Because of this, I ask you to erase any bad feelings you may have about Lisa after reading this entry. She is a lovely person and plays a mean Tetris.
2. I might have made up the bit about the wood burning oven at Babbo. I mean, maybe there is one, but I have done no research on the matter.
3. I have never seen an Igmar Berman film nor listened to a symphony by Berlioz. My argument attempted to gain heft by brandishing the names of notable cultural figures. For accuracy’s sake, the sentence SHOULD read: “Other times, though, I want to try the work of a craftsman the same way I want to watch a great film by ADAM SANDLER or listen to a symphony by MARY J. BLIGE.”
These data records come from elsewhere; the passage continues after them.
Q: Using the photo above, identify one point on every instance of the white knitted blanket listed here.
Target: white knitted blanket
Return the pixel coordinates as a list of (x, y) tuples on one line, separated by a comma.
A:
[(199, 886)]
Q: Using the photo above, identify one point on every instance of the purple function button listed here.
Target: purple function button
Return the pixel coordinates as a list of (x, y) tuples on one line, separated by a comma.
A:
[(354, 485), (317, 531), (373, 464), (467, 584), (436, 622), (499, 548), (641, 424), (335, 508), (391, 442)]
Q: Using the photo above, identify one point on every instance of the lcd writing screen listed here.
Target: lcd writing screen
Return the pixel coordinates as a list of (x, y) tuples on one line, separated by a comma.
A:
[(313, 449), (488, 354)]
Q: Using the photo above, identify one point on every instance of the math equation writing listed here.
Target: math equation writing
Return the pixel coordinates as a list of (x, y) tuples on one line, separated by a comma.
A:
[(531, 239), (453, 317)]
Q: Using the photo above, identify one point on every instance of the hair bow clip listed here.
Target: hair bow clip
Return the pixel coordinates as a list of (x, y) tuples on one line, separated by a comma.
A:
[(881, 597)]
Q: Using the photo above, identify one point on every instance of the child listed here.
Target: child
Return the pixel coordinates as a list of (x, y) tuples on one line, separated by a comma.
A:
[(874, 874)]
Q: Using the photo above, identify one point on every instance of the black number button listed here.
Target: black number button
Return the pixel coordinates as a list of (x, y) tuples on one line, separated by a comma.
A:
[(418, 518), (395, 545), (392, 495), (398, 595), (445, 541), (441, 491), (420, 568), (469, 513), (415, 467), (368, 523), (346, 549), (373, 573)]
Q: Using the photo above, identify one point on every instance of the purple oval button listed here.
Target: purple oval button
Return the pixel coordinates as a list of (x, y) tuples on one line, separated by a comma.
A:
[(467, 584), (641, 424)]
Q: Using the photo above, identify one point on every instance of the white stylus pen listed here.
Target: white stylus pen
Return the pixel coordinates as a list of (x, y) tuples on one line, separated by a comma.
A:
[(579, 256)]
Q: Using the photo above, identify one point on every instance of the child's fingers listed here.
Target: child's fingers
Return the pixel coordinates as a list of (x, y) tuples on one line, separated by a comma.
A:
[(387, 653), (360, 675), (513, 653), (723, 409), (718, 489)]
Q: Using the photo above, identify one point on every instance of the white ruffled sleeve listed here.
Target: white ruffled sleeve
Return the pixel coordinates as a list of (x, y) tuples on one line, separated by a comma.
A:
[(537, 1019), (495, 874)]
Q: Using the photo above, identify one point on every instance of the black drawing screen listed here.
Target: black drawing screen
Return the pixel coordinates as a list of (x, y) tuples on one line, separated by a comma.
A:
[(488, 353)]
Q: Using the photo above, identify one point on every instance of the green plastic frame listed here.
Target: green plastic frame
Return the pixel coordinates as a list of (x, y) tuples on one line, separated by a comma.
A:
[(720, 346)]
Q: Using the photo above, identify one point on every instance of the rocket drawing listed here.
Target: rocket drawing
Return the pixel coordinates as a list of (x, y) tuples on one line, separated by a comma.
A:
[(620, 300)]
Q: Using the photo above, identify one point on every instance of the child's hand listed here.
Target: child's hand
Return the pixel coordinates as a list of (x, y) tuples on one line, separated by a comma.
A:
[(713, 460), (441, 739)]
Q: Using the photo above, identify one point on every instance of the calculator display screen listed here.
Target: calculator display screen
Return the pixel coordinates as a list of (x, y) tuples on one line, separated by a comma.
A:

Wow, what great streams of consciousness, they seem to run cool and deep. You are very correct in how like lifes better things is somehow learned, but as they say you can lead a horse to the Olive Garden, but you can’t make him eat the salad (well, I’m sure some people say that). It also works in reverse. You can turn on the unwashed masses to “quisine” that is “haut” but only if they truly like it, and can afford it (a big “if” because most of this stuff does come with a price) will they get in the habit. I could go on and on about this and how it relates to my own experience with food, as well as more recently wine. In fact, Adam, if you’re ever in San Francisco, do look me up and I’ll turn you on to some of the great wines of the world. We could also indulge in symphonies by Berlioz, or Mary J. Blige, or best of all Joe Jackson….Cheers!
Ah drat! I just return from a much-needed and relaxing vacation in SoFla to find that you were in town while I was away. Next time you come up, let me know, and I’ll take you to lunch. (Probably can’t afford Babbo, though…)
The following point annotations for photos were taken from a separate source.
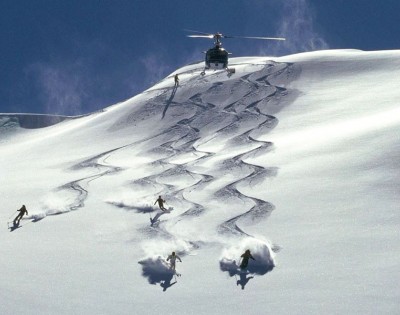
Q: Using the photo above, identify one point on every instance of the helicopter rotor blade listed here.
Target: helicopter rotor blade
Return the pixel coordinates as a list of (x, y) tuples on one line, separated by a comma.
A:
[(202, 33), (252, 37), (201, 36)]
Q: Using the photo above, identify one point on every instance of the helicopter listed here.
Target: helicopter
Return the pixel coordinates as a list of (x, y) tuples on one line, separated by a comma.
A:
[(217, 57)]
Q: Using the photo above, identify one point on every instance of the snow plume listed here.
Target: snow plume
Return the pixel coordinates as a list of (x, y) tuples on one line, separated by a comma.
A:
[(260, 250), (297, 26), (61, 87), (154, 69), (155, 267)]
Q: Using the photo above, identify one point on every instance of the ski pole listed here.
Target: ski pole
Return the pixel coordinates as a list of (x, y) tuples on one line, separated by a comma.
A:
[(13, 214)]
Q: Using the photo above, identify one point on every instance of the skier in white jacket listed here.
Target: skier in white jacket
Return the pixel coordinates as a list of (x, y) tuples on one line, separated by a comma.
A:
[(173, 257)]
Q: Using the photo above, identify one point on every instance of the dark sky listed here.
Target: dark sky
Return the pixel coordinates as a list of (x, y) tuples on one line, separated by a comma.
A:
[(77, 56)]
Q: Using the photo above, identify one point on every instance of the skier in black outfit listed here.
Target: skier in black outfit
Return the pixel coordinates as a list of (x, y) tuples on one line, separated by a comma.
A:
[(245, 259), (161, 203), (22, 212)]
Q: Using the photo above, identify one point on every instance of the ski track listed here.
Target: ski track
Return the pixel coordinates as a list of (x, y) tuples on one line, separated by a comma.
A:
[(237, 121)]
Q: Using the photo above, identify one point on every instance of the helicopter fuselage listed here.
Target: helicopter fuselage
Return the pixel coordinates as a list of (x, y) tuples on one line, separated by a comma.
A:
[(217, 57)]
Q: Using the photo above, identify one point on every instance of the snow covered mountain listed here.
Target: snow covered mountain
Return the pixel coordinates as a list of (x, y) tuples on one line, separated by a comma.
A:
[(295, 158)]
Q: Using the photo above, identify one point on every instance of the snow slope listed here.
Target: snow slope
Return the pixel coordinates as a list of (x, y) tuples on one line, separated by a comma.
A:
[(295, 158)]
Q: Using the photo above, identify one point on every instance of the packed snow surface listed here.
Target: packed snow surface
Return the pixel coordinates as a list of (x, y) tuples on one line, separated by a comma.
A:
[(295, 158)]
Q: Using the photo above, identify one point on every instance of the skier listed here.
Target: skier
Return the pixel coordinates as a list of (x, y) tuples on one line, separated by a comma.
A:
[(173, 257), (22, 212), (160, 203), (245, 259)]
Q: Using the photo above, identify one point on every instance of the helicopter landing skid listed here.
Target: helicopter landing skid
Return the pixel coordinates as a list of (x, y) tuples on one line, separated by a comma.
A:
[(230, 71)]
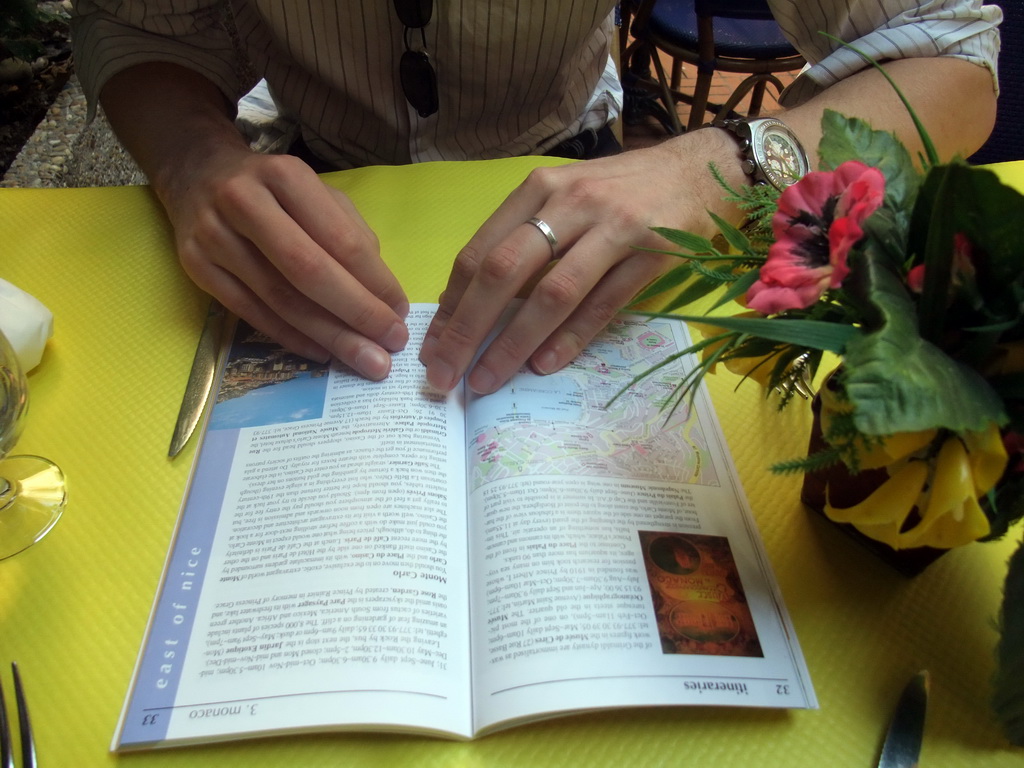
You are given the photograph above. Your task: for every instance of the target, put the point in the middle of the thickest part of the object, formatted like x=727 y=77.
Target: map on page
x=571 y=423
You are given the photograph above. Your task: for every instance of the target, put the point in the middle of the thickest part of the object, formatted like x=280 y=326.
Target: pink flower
x=818 y=220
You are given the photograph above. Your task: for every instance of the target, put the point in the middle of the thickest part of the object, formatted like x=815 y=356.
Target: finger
x=326 y=227
x=497 y=278
x=559 y=295
x=608 y=297
x=305 y=328
x=521 y=204
x=257 y=215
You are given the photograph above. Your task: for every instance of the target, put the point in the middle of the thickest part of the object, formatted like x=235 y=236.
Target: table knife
x=200 y=379
x=906 y=731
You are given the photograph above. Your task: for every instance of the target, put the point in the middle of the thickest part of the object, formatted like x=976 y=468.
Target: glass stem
x=7 y=494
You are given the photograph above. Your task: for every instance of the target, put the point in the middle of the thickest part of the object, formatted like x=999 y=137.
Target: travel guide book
x=355 y=555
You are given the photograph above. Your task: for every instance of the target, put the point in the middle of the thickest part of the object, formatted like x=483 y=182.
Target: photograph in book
x=697 y=595
x=265 y=384
x=356 y=555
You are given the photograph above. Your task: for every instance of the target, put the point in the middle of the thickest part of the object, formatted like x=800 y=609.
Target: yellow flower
x=933 y=503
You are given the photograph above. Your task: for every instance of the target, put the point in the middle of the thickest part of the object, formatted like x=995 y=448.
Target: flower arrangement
x=914 y=281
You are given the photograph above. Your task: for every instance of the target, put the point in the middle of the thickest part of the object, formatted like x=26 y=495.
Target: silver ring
x=546 y=231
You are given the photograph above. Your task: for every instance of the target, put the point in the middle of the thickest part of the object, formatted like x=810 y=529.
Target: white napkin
x=26 y=323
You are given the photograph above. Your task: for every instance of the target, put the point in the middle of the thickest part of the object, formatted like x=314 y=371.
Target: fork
x=24 y=727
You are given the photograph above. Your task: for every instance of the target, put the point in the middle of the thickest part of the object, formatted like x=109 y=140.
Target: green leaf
x=846 y=138
x=690 y=242
x=671 y=280
x=827 y=337
x=898 y=381
x=738 y=288
x=732 y=236
x=1008 y=697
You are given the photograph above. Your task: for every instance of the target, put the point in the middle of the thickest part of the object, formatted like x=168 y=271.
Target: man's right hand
x=260 y=232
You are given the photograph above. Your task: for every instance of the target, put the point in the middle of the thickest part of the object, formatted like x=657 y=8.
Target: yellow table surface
x=74 y=607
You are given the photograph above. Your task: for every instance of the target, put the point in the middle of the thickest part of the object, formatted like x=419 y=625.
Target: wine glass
x=32 y=488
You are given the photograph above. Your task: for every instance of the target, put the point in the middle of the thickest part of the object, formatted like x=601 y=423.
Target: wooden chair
x=732 y=36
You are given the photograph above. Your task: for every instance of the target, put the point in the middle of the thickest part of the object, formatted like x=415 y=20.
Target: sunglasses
x=419 y=81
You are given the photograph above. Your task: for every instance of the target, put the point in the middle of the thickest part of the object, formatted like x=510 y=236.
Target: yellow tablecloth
x=103 y=401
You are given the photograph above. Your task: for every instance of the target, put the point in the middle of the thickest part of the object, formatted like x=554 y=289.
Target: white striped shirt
x=515 y=77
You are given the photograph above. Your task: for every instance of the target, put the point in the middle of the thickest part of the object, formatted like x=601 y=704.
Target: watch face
x=779 y=157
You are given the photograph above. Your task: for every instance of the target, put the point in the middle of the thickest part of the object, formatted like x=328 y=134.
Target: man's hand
x=262 y=233
x=601 y=212
x=290 y=255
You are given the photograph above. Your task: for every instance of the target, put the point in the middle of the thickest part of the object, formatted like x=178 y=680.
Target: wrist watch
x=771 y=153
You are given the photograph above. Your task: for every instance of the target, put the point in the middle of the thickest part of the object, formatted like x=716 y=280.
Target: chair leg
x=677 y=74
x=698 y=107
x=757 y=98
x=667 y=96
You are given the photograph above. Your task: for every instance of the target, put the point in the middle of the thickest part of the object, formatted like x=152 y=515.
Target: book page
x=614 y=561
x=317 y=577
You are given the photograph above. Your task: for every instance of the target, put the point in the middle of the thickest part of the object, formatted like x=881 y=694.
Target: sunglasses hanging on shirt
x=419 y=81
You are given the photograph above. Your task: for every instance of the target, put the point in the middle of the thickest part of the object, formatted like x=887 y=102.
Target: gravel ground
x=68 y=151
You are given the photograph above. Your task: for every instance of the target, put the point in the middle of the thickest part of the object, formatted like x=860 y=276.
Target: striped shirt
x=515 y=77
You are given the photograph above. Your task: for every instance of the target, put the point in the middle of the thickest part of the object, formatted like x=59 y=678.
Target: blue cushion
x=676 y=20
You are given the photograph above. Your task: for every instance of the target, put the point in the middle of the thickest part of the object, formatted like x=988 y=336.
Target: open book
x=378 y=556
You have every right not to like the Olive Garden and it doesn’t make you a petty bourgeoisie. Olive Garden is the McDonalds of Italian food. The Piggly Wiggly of the supermarket world. The Richard Simmons of the workout world. It’s crap. I had a friend who worked there and she said most of the food came pre-packaged in little baggies that got heated up in glorified microwaves. Last time I was drug to Olive Garden, they couldn’t even do THAT right and managed to scotch my “pasta” to a crisp. If you want volumes of cheap pasts, go to Fazolis. At least they boil their own pasta there.
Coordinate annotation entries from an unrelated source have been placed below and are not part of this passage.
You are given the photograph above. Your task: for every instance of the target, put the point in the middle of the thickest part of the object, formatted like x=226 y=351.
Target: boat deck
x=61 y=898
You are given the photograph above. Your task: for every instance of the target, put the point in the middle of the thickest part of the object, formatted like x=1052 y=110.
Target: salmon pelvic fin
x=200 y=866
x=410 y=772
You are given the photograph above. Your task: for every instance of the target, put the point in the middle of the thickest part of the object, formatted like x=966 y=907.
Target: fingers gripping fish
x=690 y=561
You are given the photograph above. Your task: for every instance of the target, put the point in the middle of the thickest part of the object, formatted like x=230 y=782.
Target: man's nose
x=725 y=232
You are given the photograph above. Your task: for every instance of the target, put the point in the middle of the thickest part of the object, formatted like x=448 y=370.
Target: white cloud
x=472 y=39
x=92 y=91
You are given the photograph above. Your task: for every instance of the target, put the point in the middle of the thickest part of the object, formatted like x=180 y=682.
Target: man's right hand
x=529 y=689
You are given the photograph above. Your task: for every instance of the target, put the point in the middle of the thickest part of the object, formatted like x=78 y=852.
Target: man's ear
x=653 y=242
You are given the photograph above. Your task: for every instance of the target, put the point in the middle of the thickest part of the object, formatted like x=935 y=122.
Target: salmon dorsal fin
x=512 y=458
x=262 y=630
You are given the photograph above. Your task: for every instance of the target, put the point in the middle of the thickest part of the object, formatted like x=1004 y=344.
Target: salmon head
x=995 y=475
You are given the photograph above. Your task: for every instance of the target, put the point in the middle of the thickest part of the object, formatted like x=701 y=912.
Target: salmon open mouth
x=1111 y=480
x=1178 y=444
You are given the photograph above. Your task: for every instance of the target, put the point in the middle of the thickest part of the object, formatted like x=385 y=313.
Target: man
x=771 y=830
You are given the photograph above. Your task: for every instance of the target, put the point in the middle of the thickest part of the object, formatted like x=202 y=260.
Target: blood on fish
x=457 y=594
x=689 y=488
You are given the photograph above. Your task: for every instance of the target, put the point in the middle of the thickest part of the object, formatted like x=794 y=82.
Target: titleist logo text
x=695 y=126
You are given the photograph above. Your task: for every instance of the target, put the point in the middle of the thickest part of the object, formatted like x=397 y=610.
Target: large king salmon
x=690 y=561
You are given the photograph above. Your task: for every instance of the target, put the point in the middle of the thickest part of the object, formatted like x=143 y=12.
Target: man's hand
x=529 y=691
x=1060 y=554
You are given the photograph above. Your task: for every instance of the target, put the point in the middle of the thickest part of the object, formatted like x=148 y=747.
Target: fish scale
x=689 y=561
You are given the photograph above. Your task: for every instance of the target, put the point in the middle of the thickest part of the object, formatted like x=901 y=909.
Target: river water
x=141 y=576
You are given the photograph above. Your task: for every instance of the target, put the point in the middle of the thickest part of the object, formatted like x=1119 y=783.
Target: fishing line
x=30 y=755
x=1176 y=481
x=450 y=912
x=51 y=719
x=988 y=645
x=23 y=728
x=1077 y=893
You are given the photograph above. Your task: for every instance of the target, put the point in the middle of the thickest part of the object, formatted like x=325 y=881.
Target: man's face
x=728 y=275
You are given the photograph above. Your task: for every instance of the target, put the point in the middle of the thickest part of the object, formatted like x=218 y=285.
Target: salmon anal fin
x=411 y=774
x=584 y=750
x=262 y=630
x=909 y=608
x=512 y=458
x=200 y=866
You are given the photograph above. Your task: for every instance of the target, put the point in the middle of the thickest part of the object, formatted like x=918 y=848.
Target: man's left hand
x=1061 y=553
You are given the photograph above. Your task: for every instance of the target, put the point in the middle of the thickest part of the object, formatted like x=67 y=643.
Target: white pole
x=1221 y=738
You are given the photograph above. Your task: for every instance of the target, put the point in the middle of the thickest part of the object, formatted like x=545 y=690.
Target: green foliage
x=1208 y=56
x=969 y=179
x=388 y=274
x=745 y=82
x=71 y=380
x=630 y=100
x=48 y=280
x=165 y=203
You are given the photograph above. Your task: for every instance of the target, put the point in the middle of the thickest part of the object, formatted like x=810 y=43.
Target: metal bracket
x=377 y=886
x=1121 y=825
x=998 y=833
Hi – This is Lisa. Adam, you did kind of get my ideas wrong, but it’s okay. They were for the sake of your argument and you are the author and president of the amateur gourmet, so you go ahead and do what you have to do. I would write out my actual points, but that would take way too long and is also not that important. But just make sure that people know this is a fictional Lisa and not the actual Lisa who had totally different points. Fictional Lisa can be a drug user and a food bum all day long. Maybe we should call her Flisa just to avoid confusion?